A team of bioengineers led by Nasim Annabi, PhD, and Ali Khademhosseini, PhD, found many of the gel’s properties can be finely tuned to improve wound healing, according to results published in Advanced Functional Materials.
“We are very interested in engineering strong, elastic materials from proteins because so many of the tissues within the human body are elastic. If we want to use biomaterials to regenerate those tissues, we need elasticity and flexibility,” Annabi, co-senior author of the study, said in a press release. “Our hydrogel is very flexible, made from a biocompatible polypeptide and can be activated using light.”
“Hydrogels — jelly-like materials that can mimic the properties of human tissue — are widely used in biomedicine, but currently available materials have limitations,” Khademhosseini added. “Some synthetic gels degrade into toxic chemicals over time, and some natural gels are not strong enough to withstand the flow of arterial blood through them.”

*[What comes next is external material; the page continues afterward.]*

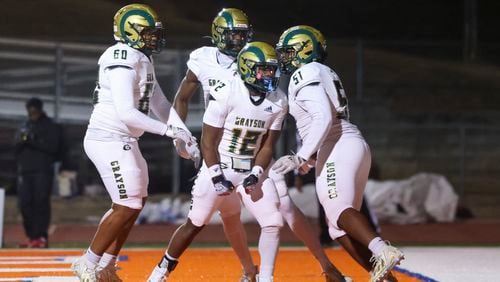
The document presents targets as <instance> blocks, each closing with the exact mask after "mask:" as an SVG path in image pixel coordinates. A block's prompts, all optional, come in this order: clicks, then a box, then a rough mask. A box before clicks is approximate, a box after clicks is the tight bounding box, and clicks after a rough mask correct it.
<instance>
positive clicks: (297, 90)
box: [288, 62, 359, 140]
mask: <svg viewBox="0 0 500 282" xmlns="http://www.w3.org/2000/svg"><path fill="white" fill-rule="evenodd" d="M311 84H317V85H319V86H321V87H322V88H323V89H324V90H325V92H326V94H327V95H328V99H329V101H330V103H331V106H332V107H331V110H332V116H333V118H334V119H336V121H335V122H332V126H331V128H330V130H329V132H328V135H327V136H326V137H327V138H328V137H338V136H340V135H342V134H344V133H348V132H353V133H356V134H359V130H358V129H357V127H356V126H355V125H353V124H351V123H350V122H349V108H348V103H347V97H346V94H345V91H344V88H343V86H342V82H341V81H340V78H339V76H338V75H337V74H336V73H335V72H334V71H333V70H332V69H331V68H329V67H328V66H325V65H323V64H320V63H316V62H313V63H309V64H306V65H304V66H302V67H300V68H299V69H297V70H296V71H295V72H294V73H293V74H292V76H291V77H290V83H289V85H288V99H289V107H290V114H291V115H292V116H293V117H294V118H295V120H296V123H297V130H298V132H299V135H300V137H301V139H302V140H305V138H306V137H307V136H308V133H309V129H310V128H311V126H314V125H313V124H311V120H312V117H311V115H310V114H309V113H308V112H307V111H306V110H305V106H304V102H303V100H308V99H314V97H301V95H300V89H302V88H303V87H304V86H307V85H311ZM312 138H316V136H314V137H312Z"/></svg>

The ELP hydrogel is able to withstand stretching and appears to have no toxic effects, the team reports. Annabi said the gel can be used as a scaffold to grow cells, incorporated with existing cells and injected to stimulate tissue growth, and used to promote wound healing as a sealant or combined with silica nanoparticles to stop bleeding.
“This could allow us to immediately stop bleeding with one treatment,” Annabi said. “We see great potential for use in the clinic. Our method is simple, the material is biocompatible and we hope to see it solve clinical problems in the future.”
The gel will undergo further testing in pre-clinical models before approval for use in humans, according to the release.
Annabi N, et al. Adv Funct Mater. 2015;doi:10.1002/adfm.201501489.
Disclosure: The researchers report the study was supported by the National Institutes of Health (NIH) (NIH/NIGMS 5T32GM008334, EB012597, AR057837, DE021468, HL099073, AI105024, and AR063745) and the National Science Foundation.